Or, how Americans got dishes fit to set before a king.
In the middle of the 19th century highly trained European chefs began arriving in the United States. Many were lured to California by the inflated gold mining economy while others stopped on the East coast. Charles Ranhöfer (he soon dropped the umlaut) arrived in 1856, first working for a Russian diplomat in NYC, then for a Washington DC restaurant and a private family in New Orleans. After spending some time in his home country of France in 1860, he returned to New York and in 1862 accepted a position as chef at the “uptown” Delmonico’s on Fifth Avenue near Union Square.

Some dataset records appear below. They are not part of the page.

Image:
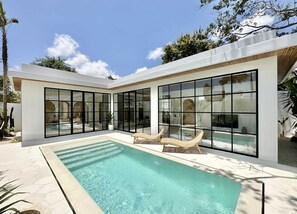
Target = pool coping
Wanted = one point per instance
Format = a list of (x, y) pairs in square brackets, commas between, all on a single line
[(250, 199)]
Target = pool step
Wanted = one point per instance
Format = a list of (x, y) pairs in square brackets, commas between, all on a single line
[(77, 164), (81, 148), (90, 155), (86, 150)]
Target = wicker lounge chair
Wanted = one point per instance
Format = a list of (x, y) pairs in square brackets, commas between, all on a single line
[(183, 144), (156, 137)]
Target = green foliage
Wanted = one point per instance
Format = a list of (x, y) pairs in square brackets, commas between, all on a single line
[(53, 62), (4, 23), (12, 96), (7, 192), (187, 45), (109, 117), (231, 19), (16, 140), (289, 99)]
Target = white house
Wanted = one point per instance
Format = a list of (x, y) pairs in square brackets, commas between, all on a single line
[(230, 92)]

At this time New York City was engorged with wealth from the Civil War. The rich bought up yachts, race horses, fancy carriages, and real estate. It was the perfect time to introduce them to fancy French cuisine. Despite his young age, 26, Ranhofer had extensive experience, having begun his career as a child and running Paris restaurants and the kitchens of European royalty.
The reputation of Delmonico’s as the premier American restaurant, the one most nearly resembling the finest in London and Paris, was built largely during Ranhofer’s reign which lasted from 1862 to his death in 1899, with a brief interruption when he returned to Paris in 1876 around the time Delmonico’s moved from Union Square to Madison Square (shown).

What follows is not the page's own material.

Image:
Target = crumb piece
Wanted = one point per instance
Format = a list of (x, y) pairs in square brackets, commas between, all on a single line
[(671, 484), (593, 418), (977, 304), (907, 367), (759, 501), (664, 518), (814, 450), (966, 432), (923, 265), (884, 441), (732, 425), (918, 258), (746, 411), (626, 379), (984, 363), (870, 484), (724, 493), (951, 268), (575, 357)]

The restaurant’s glory was founded less on regular patronage than on lavish banquets given to honor prominent men. Grand dinners of the 1860s included one given by British railway tycoon Sir Morton Peto and one for President Andrew Johnson and another for Charles Dickens. The Peto dinner, costing $30,000 in 1865 (over $400,000 now), spread Delmonico’s fame across the nation. Another celebrated dinner planned by Ranhofer featured a 30-foot pond set into the banquet table, banked with flowers to protect guests from splashing by four live swans.
Ranhofer’s name became widely known after he published his vast cookbook, The Epicurean, in 1894, divulging how “haute” restaurant cuisine was produced. The cookbook reveals just how many props and quantities of plaster of paris and glue (jelly) are needed to turn out highly decorated French dishes. The illustration of salmon steaks from The Epicurean shown here exhibits salmon coated along the sides with butter paste onto which circles and diamonds cut from truffles have been attached. Truffles also cover the yolks in the boiled egg border. On either side of the salmon dish are decorative spears (hatelets/attelets) of prawns. Ranhofer is also known for inventing baked Alaska – in his recipe ice cream is stuffed inside a hollowed out cone-shaped cake before the meringue is added.
Although his early training was similar to other top chefs, he was atypical in holding one job for over 30 years. Perhaps his percentage share of profits explains his long tenure with Delmonico’s. His base pay was good for its time – $300 ($7,300 today) a month in 1890 – yet not the highest on record. William K. Vanderbilt’s top kitchen man reportedly earned $6,000 a year. However when his share was added, it’s likely Ranhofer’s income exceeded Vanderbilt’s chef’s as well as those of the top men at New York’s Savarin Café and Hoffman House.